De beste grap volgens Kick van der Veer

Kick van der Veer (69) is cabaretkenner. Hij presenteert elke zondag het radioprogramma Andermans veren op NPO Radio 5.

Verschenen in VARAgids 20, 2024.

Andermans veren brengt al meer dan dertig jaar bijzondere cabaret- en kleinkunstfragmenten op radio, televisie en in het theater. Kick van der Veer (Bloemlezer des vaderlands van de Nederlandse kleinkunst, aldus Herman van Veen) stelt het radioprogramma al vanaf de eerste uitzending samen. Hoe geeft een van de grootste kleinkunstkenners van het land antwoord op de vraag: wat is de beste grap aller tijden?

Kick van der Veer: “Toen je me die vraag stelde, schoot me meteen een grap te binnen van Fons Jansen. Dat is namelijk een van de meest geniale grappen die ik ken: ik vertel hem je zo. Later ben ik er nog even over gaan nadenken, want je hebt natuurlijk veel verschillende soorten grappen, en zo kwam ik tot mijn persoonlijke top drie.
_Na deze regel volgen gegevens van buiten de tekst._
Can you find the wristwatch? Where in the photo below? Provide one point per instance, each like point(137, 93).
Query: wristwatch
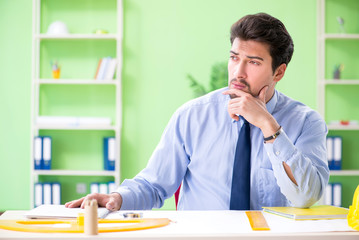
point(274, 136)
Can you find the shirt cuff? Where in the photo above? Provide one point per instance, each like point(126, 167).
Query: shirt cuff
point(127, 198)
point(281, 150)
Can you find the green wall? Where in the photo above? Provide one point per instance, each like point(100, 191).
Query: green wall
point(164, 40)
“Nummer drie is een visuele grap uit Dat heeft zo’n jongen toch niet nodig van Herman Finkers. Die voorstelling begint met een filmpje: op een groot filmdoek zie je een fragment uit Tarzan. Johnny Weissmuller hangt aan een liaan en komt iets of iemand te hulp. Je hoort zijn beroemde kreet en hij komt als het ware op je af geslingerd. Precies op dat moment slingert Finkers, gekleed in een kaki overhemd en met een tropenhelm op zijn hoofd, dwars door het doek het podium op. Finkers wordt vaak geprezen om zijn verbale humor, ook in deze rubriek, maar zijn visuele grappen zijn minstens net zo sterk. Die man is werkelijk geniaal. 

“Op de tweede plaats staat wat mij betreft een grap uit Weerzien in Panama van Neerlands Hoop. De programma’s van Bram en Freek zaten stikvol met grappen. Zij waren de meesters van de stapelgrappen: zoveel grappen vertellen dat het publiek vanzelf de slappe lach krijgt. Ronald Goedemondt is daar nu de grootmeester in. In de voorstelling zit een grap over een meneer die naast een korfballer ligt die door de mand is gevallen en die zijn gehoorapparaat heeft ingeslikt. Een korfballer die door de mand is gevallen is natuurlijk een verschrikkelijk slechte woordspeling, maar als je er daar maar genoeg van hebt, wordt het vanzelf leuk. Freek zegt dan tegen die man: ‘Je mag blij zijn dat je niet blind bent, want die geleidehonden zijn niet te vreten vandaag de dag.’ Dat is een meesterlijke grap. Als je dat kan verzinnen, zoiets absurds, dan kan je wel wat, hoor.

“De grap die me meteen te binnen schoot is van Fons Jansen. Je moet deze grap in zijn tijd zien. In de jaren zestig liepen de katholieke geestelijken nog in lange zwarte jurken. Ik ben zelf misdienaar geweest, ik weet er alles van. 

Een onkerkelijk persoon zit naast mij op de bank. Op het altaar staat de pastoor, in het lang – het is avond, waarom niet? De pastoor staat te zwaaien met het wierookvat. Opeens rent dat onkerkelijk persoon naar voren, zo dat altaar op en zegt tegen de pastoor: ‘Mevrouw, uw tasje staat in brand.’ 

Dit vind ik een geniale grap, omdat er in één regeltje drie misverstanden zitten: de pastoor is geen mevrouw, het wierookvat is geen tasje en de wierook is geen brand. Fons Jansen was in de cabaretwereld beroemd om zijn fantastische grappenarsenaal. Toon Hermans was er jaloers op. Jansen lijkt inmiddels een beetje vergeten, maar ik merk wel dat als ik een conference van hem draai op de radio, dat ik heel veel respons krijg. Meer dan bij wie dan ook. Dat zegt denk ik genoeg.”